Helemaal zonder draad



"Ja schat, ooit komt de dag dat we dit kunnen zònder draad, en dan, dan zijn wij helemaal vrij!"
„Ik mag hopen dat je het zeker weet, we doen dit al dertig jaar."



________________________________________

13.2.14

Niks meer



„Weet je nog hoe akelig Webbe aan zijn eind is gekomen?”
„Webbe? Welke Webbe? Akelige Webbe of Webbe met de zak op zijn rug?”
„Webbe met de zak op zijn rug. Akelige Webbe heb ik amper gekend.”
"En hoe akelig is Webbe met de zak op zijn rug dan aan zijn eind gekomen?”
„Wel… dat kwam door die zak, dat weet je toch? Waarin hij al zijn gevoelens verstopte en die mochten er nooit uit. Altijd maar krampachtig nijpen om die zak dicht te houden…”
„Ja, die Webbe, nu heb ik het weer…”
„Hoe hij op een dag is gevonden naast de vaart, in de vrieskou bedolven en gestikt onder het gewicht van zijn zak, op twintig meter van de sluiswachter die niks heeft gemerkt. Morsdood.”
„Ja, dat was een akelige vondst. Kom zo aan je eind, onder je eigen zak…”
„En weten dat toen wij die zak open maakten alles daaruit gewoon in een zucht is vervlogen met de wind. Op een twee drie niks meer."



________________________________________

12.2.14

Ik ken het daar een beetje



Gorgelend en doddelend loopt er een man onder mijn raam.
Ik meen dat hij het onzegbare uitschreeuwt over de liefde die hem eergisteren overviel omdat hij dit met ons delen wil, wij die dit al veel eerder en perfecter hebben beleefd. Zulke mannen denken dat zij uniek zijn maar uiten dat zo slecht.
Maar omdat ik niet onbehouwen lijken wil of koud en koel, en hij ziet niet op of om, leun ik ver naar buiten en wens hem alle moed, want het is hier steil bergop en het verder pad is krom en bochtig. Ik ken het daar een beetje.

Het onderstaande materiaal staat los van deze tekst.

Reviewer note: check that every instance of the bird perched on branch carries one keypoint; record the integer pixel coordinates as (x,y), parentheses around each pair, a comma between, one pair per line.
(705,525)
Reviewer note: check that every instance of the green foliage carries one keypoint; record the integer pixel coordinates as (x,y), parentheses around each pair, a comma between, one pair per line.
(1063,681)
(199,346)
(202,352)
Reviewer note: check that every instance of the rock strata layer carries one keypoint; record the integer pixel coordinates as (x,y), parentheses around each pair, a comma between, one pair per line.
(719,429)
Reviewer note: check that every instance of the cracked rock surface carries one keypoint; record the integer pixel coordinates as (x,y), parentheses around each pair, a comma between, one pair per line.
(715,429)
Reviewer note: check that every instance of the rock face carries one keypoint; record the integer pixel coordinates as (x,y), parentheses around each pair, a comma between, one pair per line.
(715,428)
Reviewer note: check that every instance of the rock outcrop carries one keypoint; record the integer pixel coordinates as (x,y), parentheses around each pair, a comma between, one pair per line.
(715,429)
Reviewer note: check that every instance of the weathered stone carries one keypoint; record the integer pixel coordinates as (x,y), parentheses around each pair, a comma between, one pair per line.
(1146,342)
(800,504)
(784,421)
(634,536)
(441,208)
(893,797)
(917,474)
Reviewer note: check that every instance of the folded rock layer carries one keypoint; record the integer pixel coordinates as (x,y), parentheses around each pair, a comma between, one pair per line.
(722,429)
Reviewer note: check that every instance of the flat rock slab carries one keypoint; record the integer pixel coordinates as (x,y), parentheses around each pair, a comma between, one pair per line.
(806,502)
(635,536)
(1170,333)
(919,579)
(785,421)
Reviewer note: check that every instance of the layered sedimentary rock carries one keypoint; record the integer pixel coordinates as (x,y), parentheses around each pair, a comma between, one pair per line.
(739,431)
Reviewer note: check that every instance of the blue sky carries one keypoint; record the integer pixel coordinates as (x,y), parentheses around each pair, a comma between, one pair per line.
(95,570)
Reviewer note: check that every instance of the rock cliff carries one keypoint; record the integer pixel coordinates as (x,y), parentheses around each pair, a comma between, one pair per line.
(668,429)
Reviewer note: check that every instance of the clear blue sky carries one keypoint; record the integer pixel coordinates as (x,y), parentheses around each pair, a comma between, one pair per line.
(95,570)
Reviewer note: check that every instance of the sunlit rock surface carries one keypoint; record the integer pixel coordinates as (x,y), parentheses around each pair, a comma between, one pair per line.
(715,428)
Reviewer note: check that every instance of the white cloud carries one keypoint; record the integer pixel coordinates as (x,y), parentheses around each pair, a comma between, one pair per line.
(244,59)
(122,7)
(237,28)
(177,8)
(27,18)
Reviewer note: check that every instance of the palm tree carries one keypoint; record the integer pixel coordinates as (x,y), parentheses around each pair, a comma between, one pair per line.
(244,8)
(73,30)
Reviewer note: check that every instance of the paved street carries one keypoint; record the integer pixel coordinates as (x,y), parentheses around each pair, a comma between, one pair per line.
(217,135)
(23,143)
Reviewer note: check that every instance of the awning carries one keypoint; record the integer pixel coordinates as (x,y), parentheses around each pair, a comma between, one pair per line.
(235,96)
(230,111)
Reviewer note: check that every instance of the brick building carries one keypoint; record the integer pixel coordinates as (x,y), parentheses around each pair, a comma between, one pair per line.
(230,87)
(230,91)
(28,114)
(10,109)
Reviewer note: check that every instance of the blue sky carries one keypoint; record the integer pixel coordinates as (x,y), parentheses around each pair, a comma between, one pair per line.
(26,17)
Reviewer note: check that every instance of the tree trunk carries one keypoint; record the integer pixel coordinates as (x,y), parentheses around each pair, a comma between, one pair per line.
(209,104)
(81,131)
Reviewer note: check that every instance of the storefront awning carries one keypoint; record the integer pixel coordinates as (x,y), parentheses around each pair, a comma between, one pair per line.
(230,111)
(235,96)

_____________________________

11.2.14

Jan en Ingrid (Het Heimlich-maneuver)



"Jan? Het Heimlich-maneuver? Geen idee. Volgens mij kan hij dat zelfs niet uitspreken...
Het heimelijk daarentegen..."



______________________________

6.2.14

De voorlopig enige manier

Natuurlijk is iedereen die gestorven is
steendood
en ontkennen wij dat dan
met versleten woorden zoals
zolang iemand aan haar denkt blijft zij toch nog leven!

maar dat is voorlopig nog steeds
de enige manier om haar nog eens te omhelzen of
nog eens uit te nodigen in dat cafeetje waar
je elkaar toen leerde kennen maar
dat ondertussen ook al niet meer bestaat

of kent u dan een andere manier?



______________________________

5.2.14

De pen van Murakami



Verlokt door het geluid van goedkeurend gemompel en beleefd handgeklap ging ik kijken wat er aan de hand was.
Zij stonden in een cirkel rond iemand aan een tafeltje.
„Wat is hier aan de hand?” wilde ik weten.
„Wij hebben een pen van Murakami gevonden,” fluisterde een jonge vrouw, „en nu proberen wij te schrijven zoals hij.”
En ja hoor, het verhaal dat toen voorgelezen werd kon voor vintage Murakami doorgaan. Degene die het geschreven had glom van trots.
„Ja, het lijkt ineens vanzelf te gaan. Zonder moeilijke woorden en ellenlange zinsconstructies. Gewoon van het een op het ander.”
Zo was het inderdaad.
Iedereen om beurten kreeg de pen in de hand en bleek plotsklaps in staat iets te schrijven waar ze anders nooit in geloofd zouden hebben.
„Wat gaan jullie met al die verhalen doen?” wilde ik nog weten.
„Ach, dat is niet belangrijk," zei iemand anders, „Zolang wij er maar plezier in hebben.”
Ik hoopte inderdaad dat zij er nog lang plezier in zouden hebben en dit was de eerste keer dat ik anderen zoiets positief heb toegewenst eigenlijk.
Een wonderlijk voorwerp, die pen van Murakami.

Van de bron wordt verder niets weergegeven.